Feeding the government’s war on humanities
The report identified sizeable gaps in outcomes based on areas of study, with 92.9 per cent of computing and information systems graduates finding employment after three years.
This had increased 16.2 per cent since 2017 – well behind the surge in demand for graduates of areas like science and mathematics (25.5 per cent); humanities, culture and social sciences (25.1 per cent); agriculture and environmental studies (22.6 per cent); psychology (25.2 per cent); and architecture and built environment (13.6 per cent).
A small change suggests high overall demand for graduates with those qualifications, since more graduates land jobs shortly after graduation – hence the ongoing strong demand for graduates in areas like veterinary science (with a 6 per cent gap), medicine (0.7 per cent), and pharmacy (0.6 per cent).
The gap for students with creative arts degrees, by contrast, is 26 per cent while humanities, culture and social sciences degrees, by contrast, is 25.1 per cent – suggesting that graduates with so-called ‘soft skills’ are waiting longer to find full-time employment than those with ‘hard’ technical skills.

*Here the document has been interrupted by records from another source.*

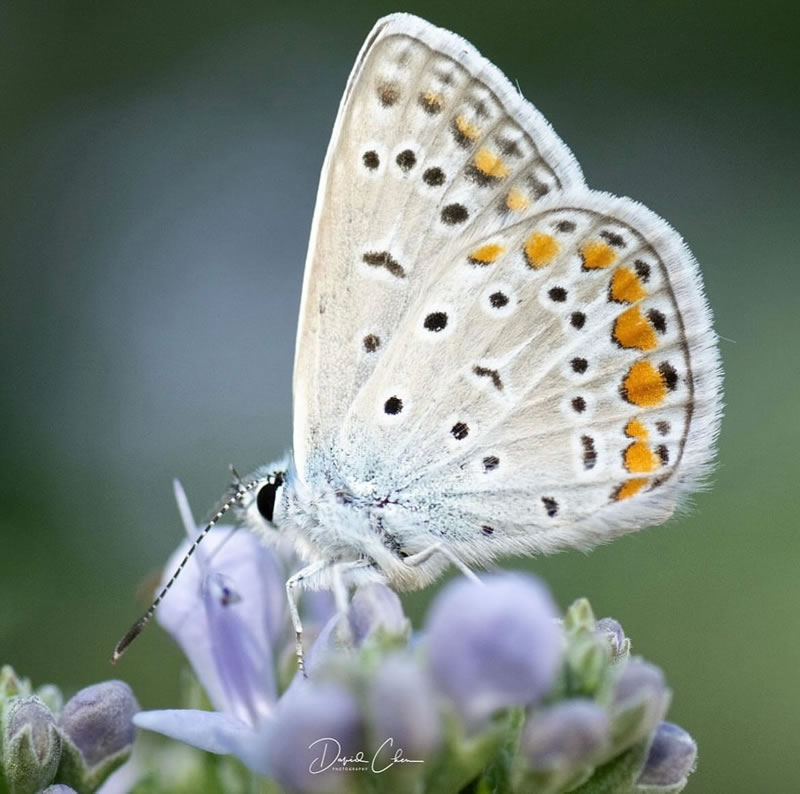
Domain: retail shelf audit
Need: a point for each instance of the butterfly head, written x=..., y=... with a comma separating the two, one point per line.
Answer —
x=260, y=503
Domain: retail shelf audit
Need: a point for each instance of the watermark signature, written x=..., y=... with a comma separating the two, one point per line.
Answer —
x=330, y=757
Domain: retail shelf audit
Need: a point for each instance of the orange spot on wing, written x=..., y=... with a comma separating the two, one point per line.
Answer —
x=626, y=286
x=635, y=429
x=467, y=128
x=630, y=488
x=490, y=164
x=597, y=255
x=640, y=459
x=540, y=249
x=644, y=385
x=516, y=200
x=633, y=330
x=486, y=254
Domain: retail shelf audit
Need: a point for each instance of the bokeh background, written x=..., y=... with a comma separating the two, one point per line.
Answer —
x=158, y=168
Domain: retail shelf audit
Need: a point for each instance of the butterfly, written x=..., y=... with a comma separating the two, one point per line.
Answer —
x=492, y=359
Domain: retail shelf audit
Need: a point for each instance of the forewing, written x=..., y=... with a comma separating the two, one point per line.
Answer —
x=562, y=390
x=432, y=147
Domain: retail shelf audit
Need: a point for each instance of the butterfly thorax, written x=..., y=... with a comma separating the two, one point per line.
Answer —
x=349, y=522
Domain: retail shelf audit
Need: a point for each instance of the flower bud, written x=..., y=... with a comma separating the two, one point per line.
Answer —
x=31, y=744
x=494, y=645
x=612, y=631
x=403, y=709
x=569, y=735
x=670, y=760
x=98, y=733
x=11, y=684
x=317, y=728
x=375, y=607
x=641, y=699
x=52, y=698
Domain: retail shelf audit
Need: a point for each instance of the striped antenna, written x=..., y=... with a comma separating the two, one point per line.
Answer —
x=136, y=629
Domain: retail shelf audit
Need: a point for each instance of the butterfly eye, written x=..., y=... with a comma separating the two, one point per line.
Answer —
x=266, y=497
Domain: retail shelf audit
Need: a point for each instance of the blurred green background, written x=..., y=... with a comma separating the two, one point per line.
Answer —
x=158, y=168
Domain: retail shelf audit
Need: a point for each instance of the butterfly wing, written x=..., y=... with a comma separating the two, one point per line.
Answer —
x=431, y=144
x=568, y=390
x=492, y=353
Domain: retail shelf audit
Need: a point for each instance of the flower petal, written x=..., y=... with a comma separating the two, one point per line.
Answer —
x=208, y=730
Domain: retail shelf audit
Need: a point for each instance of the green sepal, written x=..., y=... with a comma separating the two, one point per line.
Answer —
x=24, y=772
x=11, y=684
x=74, y=771
x=672, y=789
x=619, y=775
x=634, y=721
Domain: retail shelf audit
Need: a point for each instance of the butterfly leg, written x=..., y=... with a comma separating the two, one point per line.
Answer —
x=293, y=583
x=439, y=548
x=319, y=575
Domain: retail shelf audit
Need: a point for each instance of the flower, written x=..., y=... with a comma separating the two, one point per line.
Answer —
x=567, y=735
x=375, y=607
x=403, y=708
x=494, y=645
x=671, y=758
x=226, y=611
x=98, y=720
x=31, y=744
x=641, y=699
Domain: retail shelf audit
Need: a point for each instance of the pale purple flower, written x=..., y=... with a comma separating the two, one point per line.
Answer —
x=494, y=645
x=671, y=758
x=227, y=612
x=30, y=744
x=567, y=735
x=373, y=607
x=98, y=720
x=317, y=726
x=613, y=632
x=403, y=709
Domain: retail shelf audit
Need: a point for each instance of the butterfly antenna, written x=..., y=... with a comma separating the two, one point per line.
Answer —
x=136, y=629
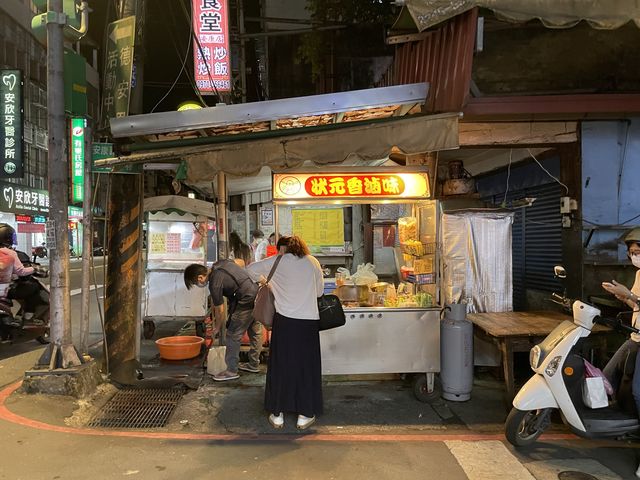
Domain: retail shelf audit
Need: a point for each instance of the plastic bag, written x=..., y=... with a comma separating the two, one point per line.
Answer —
x=364, y=274
x=591, y=371
x=407, y=229
x=593, y=393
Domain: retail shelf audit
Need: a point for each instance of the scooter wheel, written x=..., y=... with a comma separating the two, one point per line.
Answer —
x=523, y=428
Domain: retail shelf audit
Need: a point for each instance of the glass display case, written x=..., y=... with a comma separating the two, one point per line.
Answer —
x=174, y=241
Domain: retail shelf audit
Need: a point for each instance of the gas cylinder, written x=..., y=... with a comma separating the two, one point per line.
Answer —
x=456, y=351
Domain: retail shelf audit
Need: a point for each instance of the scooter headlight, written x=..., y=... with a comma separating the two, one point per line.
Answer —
x=552, y=366
x=534, y=357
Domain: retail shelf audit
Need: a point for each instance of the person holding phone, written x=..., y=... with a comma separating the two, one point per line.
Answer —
x=615, y=367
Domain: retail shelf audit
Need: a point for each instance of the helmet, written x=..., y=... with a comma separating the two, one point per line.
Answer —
x=633, y=236
x=7, y=235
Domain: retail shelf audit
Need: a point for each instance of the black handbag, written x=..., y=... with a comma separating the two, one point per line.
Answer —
x=331, y=313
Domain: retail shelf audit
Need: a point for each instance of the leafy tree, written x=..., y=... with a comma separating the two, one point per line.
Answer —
x=354, y=14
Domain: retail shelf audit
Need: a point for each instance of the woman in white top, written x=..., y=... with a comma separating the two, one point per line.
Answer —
x=294, y=381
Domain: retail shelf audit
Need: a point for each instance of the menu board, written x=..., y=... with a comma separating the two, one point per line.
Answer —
x=173, y=243
x=319, y=227
x=158, y=243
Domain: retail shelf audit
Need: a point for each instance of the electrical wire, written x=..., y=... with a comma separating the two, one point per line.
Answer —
x=186, y=71
x=197, y=40
x=184, y=61
x=547, y=171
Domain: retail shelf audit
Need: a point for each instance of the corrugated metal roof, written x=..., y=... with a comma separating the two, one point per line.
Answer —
x=443, y=57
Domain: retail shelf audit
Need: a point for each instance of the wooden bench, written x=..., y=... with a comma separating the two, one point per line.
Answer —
x=518, y=332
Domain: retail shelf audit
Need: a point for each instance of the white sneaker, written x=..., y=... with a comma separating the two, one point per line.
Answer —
x=276, y=421
x=305, y=422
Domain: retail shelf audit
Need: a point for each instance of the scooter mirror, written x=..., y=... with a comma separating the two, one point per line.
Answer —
x=559, y=272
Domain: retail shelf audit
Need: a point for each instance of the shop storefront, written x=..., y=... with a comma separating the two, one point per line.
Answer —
x=26, y=210
x=392, y=326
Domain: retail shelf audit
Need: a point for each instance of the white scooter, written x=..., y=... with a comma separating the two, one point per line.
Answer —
x=557, y=385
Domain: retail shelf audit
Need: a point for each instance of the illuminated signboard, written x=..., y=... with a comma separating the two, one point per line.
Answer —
x=355, y=186
x=77, y=159
x=24, y=218
x=211, y=52
x=23, y=200
x=11, y=124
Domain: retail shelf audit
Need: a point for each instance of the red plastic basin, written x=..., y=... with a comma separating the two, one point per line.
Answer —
x=179, y=348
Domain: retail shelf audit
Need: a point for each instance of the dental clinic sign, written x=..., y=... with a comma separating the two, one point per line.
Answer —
x=23, y=200
x=11, y=124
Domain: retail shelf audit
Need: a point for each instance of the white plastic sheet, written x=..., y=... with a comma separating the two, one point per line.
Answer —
x=476, y=247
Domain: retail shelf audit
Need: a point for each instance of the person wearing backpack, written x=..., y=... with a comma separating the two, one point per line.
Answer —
x=294, y=371
x=228, y=279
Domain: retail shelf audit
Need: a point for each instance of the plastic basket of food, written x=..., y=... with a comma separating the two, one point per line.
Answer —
x=422, y=278
x=417, y=248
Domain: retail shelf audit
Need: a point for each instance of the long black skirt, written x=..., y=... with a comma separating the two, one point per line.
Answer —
x=294, y=374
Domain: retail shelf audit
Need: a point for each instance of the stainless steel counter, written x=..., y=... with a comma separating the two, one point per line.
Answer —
x=383, y=340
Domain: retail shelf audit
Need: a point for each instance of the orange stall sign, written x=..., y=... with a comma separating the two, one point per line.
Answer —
x=357, y=186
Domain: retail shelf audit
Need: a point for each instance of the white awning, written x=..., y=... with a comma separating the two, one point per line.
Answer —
x=365, y=140
x=183, y=204
x=601, y=14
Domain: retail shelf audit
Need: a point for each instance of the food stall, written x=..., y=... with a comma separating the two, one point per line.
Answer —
x=178, y=231
x=391, y=326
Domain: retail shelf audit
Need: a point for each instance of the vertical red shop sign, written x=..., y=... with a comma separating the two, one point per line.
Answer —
x=211, y=56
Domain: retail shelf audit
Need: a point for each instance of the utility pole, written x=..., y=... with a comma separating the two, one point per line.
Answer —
x=122, y=292
x=87, y=238
x=60, y=352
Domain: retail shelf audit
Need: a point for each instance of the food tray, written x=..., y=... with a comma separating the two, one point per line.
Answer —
x=418, y=249
x=422, y=278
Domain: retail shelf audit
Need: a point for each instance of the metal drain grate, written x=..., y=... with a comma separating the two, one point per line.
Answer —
x=138, y=408
x=573, y=475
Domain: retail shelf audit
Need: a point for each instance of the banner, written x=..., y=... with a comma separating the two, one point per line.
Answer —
x=211, y=52
x=11, y=127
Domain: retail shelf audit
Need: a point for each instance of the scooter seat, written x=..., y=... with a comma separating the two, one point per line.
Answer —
x=610, y=421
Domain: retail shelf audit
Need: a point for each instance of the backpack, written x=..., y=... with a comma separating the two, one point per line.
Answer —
x=264, y=307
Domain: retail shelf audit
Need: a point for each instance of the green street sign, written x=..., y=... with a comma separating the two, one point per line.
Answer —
x=118, y=69
x=105, y=150
x=98, y=152
x=77, y=159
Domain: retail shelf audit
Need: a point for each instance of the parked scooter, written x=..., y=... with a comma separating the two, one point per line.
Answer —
x=13, y=327
x=558, y=380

An early release of the report was found to be overstating the shortfall for humanities graduates in a move that critics said was meant to further the government’s ongoing efforts to promote ‘job-ready’ university degrees by cutting the cost of high-demand courses.
Those changes would boost the cost of humanities degrees, putting them closer to professional courses like law and commerce despite having less robust employment prospects.
“We are encouraging students to tailor their studies to learn the skills that will be in demand in areas of future jobs growth,” Minister for Education Dan Tehan said in launching the latest outcomes figures.
“That means breaking down the traditional degree ‘silos’ by choosing units of study across disciplines and introducing a price signal to students by making degrees cheaper in areas of expected job growth.”
The figures suggested that postgraduate degrees remain an effective way of both securing jobs and getting paid more for them.
Some 94.1 per cent of workers with postgraduate degrees had secured full-time work within six months, compared with 86.2 per cent back in 2017.
Median salaries for postgraduate coursework graduates increased from $83,300 in the short term to $98,000 in the medium term.
Research jobs were harder to come by – just 81.4 per cent had full-time jobs within six months back in 2017, compared with 90.1 per cent in 2020 – but paid better, with median salaries increasing from $89,500 to $103,000 over the same time.
The OECD has called the COVID-19 pandemic “one of the worst jobs crises since the Great Depression”, noting that it had destroyed jobs 10 times faster than the GFC and would keep unemployment high through 2021 and beyond.